Building explainable storage systems requires a fundamental shift in both monitoring and system design. Monitoring infrastructures must provide cross-layer visibility, causal event association, workload-aware context, low-overhead continuous collection, scalable analysis, and optimization-aware telemetry. At the same time, storage systems themselves must be architected with explainability as a first-class design goal: monitoring must be native rather than bolted on, systems must capture both application and system context, telemetry must span all layers of the software and hardware stack, collected data must support causal reasoning, and monitoring must ultimately target optimization rather than merely reporting metrics.
Finally, the talk presents a vision for self-explaining storage systems—systems capable of automatically detecting anomalies, explaining bottlenecks, recommending optimizations, adapting dynamically to workload behavior, exposing provenance across the storage stack, and integrating AI-driven reasoning into performance analysis. As storage architectures become increasingly software-defined, heterogeneous, and autonomous, explainability will become as critical a design objective as performance, scalability, and reliability. The next generation of storage systems should not only move data—they should explain themselves.
Speaker Bio: Hariharan Devarajan (Lawrence Livermore National Laboratory, USA)
Hariharan Devarajan is a computer scientist in the Parallel Systems Group in the Center for Applied Scientific Computing (CASC) at Lawrence Livermore National Laboratory. His research on large-scale distributed systems focuses on data management for extreme-scale systems. His other research interests include scalable performance analysis, bottleneck detection and tuning, and data management in distributed deep-learning workloads. Hariharan has worked at LLNL since 2021 and has received best paper awards at HPDC and CCGrid conferences.
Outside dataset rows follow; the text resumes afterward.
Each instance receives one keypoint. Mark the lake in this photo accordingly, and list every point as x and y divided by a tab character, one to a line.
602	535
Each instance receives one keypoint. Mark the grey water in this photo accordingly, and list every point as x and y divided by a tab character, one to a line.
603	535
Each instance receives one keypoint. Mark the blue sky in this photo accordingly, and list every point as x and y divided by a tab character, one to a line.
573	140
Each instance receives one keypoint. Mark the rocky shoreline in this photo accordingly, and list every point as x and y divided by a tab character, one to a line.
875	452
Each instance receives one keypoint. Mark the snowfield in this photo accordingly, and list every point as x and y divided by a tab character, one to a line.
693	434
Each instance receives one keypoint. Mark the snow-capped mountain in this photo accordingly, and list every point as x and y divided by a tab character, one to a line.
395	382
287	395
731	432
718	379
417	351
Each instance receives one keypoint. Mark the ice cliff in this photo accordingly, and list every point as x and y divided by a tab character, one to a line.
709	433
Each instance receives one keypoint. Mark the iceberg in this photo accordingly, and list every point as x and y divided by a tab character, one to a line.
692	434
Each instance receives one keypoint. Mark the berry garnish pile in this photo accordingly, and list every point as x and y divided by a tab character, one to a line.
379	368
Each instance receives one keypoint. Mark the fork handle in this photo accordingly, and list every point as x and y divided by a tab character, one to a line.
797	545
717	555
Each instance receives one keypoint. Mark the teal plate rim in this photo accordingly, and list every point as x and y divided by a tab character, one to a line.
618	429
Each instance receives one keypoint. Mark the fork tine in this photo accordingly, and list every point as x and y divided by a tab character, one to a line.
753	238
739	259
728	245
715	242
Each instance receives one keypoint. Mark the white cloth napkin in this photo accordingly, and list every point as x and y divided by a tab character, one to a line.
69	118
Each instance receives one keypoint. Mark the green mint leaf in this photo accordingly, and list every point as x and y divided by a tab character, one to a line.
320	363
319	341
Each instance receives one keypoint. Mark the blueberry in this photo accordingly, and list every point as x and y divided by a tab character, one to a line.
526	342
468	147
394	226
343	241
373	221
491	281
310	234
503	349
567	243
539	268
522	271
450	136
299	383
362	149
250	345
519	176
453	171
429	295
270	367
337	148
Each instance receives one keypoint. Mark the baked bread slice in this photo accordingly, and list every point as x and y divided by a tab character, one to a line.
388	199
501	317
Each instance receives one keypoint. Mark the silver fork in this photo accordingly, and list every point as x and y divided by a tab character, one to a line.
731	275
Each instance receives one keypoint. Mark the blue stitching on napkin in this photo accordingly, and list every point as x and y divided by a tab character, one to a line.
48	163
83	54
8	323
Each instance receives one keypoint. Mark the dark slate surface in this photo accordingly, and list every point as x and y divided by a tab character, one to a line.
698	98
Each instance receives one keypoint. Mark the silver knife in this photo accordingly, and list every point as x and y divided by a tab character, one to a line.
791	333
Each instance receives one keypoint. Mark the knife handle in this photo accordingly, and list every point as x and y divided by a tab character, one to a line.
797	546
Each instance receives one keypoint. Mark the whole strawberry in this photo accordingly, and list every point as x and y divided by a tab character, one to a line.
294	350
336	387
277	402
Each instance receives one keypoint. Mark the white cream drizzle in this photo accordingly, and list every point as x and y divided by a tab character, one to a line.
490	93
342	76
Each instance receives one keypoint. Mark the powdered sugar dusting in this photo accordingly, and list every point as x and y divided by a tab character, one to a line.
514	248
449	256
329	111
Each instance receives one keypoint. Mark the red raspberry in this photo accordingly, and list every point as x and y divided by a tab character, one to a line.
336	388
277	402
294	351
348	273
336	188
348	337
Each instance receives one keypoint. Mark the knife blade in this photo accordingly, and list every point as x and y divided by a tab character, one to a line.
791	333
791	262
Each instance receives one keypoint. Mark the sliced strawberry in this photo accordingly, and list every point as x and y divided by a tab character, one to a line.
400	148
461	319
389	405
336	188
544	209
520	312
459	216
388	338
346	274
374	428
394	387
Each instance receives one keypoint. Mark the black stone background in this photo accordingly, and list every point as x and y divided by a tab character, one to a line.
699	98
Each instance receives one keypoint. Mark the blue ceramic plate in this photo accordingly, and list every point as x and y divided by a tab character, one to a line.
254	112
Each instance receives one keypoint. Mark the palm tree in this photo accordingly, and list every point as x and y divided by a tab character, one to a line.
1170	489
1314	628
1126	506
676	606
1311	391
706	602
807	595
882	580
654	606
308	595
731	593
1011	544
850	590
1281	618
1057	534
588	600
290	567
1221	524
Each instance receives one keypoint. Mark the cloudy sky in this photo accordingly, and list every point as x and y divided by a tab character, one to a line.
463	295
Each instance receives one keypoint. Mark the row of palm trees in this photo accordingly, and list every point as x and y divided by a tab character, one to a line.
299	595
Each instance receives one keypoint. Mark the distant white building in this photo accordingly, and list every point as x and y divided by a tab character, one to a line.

Hariharan's current research focuses on workload-aware storage for HPC systems. He contributes to several projects within the laboratory, such as UnifyFS, the Scalable Checkpoint/Restart Library (SCR) project, FRACTALE, and GOTCHA. He is the task lead for I/O in the FRACTALE project, guiding research directions for data management for MD workflows, describing complex I/O patterns within the Flux scheduler, and improving utilization through data-aware job scheduling. These projects work towards a fundamental understanding of current and emerging needs for data management in HPC systems.